On two walls in Istanbul’s Kabataş neighbourhood, 440 pairs of high-heel shoes hang, each representing a woman’s life lost at the hands of her husband.
Turkish artist Vahit Tuna worked on this unique project for Yanköşe, a not-for-profit art platform founded in 2017 by Turkish coffee chain Kahve Dünyası. The walls used for the art installations belong to one of their branches in one of the busiest districts in Istanbul, Beyoğlu.
In 2018, 440 women were killed by their partners, according to ‘We Will Stop Femicide’, a Turkish organisation that keeps count of femicides across the country. The number has been increasing annually, raising concerns among many women-focused organisations around the country.

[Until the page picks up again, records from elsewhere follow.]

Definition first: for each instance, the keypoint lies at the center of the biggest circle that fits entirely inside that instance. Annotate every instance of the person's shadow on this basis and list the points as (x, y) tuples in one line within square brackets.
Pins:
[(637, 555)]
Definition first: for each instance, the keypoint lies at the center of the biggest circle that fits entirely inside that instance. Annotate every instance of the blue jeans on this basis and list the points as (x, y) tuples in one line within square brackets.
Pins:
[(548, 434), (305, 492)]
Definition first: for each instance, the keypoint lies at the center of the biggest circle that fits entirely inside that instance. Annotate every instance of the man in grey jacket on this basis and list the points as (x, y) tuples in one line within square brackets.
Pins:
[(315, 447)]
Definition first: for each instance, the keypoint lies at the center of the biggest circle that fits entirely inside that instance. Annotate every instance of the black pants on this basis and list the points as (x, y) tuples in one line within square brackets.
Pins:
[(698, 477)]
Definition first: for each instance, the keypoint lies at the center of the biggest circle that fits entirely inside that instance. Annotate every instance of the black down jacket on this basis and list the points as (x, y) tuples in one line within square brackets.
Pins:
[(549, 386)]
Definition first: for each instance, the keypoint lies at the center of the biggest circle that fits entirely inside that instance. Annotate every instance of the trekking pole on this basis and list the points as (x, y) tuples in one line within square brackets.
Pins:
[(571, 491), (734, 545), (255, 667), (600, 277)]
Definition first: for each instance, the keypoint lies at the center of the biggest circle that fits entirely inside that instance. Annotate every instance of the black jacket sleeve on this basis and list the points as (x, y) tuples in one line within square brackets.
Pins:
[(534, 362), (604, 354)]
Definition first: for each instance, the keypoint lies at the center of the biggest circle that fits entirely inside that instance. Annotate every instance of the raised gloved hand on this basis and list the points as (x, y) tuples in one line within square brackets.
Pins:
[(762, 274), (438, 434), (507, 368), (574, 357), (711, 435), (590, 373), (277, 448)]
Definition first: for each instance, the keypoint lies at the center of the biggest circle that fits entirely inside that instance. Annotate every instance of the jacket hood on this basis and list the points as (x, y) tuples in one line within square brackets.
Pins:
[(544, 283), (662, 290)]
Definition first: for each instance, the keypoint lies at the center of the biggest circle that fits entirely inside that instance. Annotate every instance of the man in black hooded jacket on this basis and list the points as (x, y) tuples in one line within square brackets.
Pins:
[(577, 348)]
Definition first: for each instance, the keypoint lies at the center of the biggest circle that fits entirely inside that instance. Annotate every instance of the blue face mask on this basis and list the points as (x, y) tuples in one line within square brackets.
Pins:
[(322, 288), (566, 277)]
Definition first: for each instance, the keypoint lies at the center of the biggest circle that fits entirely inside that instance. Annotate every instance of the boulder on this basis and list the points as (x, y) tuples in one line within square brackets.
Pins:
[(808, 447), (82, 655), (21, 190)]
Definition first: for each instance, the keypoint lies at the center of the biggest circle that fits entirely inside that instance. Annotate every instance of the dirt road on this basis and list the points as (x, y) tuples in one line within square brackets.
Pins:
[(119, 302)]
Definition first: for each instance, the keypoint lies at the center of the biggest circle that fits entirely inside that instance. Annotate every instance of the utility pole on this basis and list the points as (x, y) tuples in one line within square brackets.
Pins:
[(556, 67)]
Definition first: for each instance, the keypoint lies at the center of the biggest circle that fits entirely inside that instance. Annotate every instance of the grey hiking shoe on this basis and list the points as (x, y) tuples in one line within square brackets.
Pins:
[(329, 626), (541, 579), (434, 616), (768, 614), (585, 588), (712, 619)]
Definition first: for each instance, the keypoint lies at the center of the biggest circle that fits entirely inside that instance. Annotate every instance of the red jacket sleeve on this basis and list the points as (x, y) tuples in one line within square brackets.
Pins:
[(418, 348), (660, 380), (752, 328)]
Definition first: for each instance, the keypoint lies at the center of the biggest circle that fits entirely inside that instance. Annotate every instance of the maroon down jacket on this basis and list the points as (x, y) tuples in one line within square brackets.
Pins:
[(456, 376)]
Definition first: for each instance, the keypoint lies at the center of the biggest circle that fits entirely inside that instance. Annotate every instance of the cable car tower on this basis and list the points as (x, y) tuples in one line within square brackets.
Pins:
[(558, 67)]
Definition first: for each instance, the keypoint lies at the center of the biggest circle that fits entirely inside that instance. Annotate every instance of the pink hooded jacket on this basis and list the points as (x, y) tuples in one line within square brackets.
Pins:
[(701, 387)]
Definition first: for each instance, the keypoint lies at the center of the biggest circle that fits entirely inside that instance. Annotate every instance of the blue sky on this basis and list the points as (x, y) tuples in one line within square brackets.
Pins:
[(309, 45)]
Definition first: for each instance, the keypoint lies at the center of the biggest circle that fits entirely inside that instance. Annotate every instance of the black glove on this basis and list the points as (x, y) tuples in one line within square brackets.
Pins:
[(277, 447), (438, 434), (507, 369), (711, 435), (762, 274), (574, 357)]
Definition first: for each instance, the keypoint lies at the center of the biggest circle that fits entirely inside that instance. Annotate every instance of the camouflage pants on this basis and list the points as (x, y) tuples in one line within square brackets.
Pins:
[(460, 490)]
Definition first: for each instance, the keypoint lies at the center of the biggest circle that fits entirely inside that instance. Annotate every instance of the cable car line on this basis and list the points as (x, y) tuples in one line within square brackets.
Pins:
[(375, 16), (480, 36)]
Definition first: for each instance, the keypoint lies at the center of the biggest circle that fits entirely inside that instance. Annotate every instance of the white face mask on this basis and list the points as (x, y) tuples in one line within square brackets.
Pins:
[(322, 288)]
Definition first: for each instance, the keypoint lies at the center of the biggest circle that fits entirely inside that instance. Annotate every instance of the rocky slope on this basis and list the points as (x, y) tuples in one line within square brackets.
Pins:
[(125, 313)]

Photo courtesy of EPA/Getty.
Tuna chose shoes to represent the lives lost due to domestic violence because of a customary Turkish tradition where people leave the shoes of a loved one who’s passed away outside of their home as a way to keep another resident of the house from dying.
He chose high-heels specifically for what they signify to him – a symbol of power, defiance and independence. The view of the walls towering above the street with the shoes glued to them is a haunting and harrowing reminder of domestic abuse, an infamously private and secret phenomenon. Usually kept behind closed doors, this reminder is placed jarringly in the centre of a public space, made to become part of people’s every day.
The installation will be kept up on the walls for 6 months.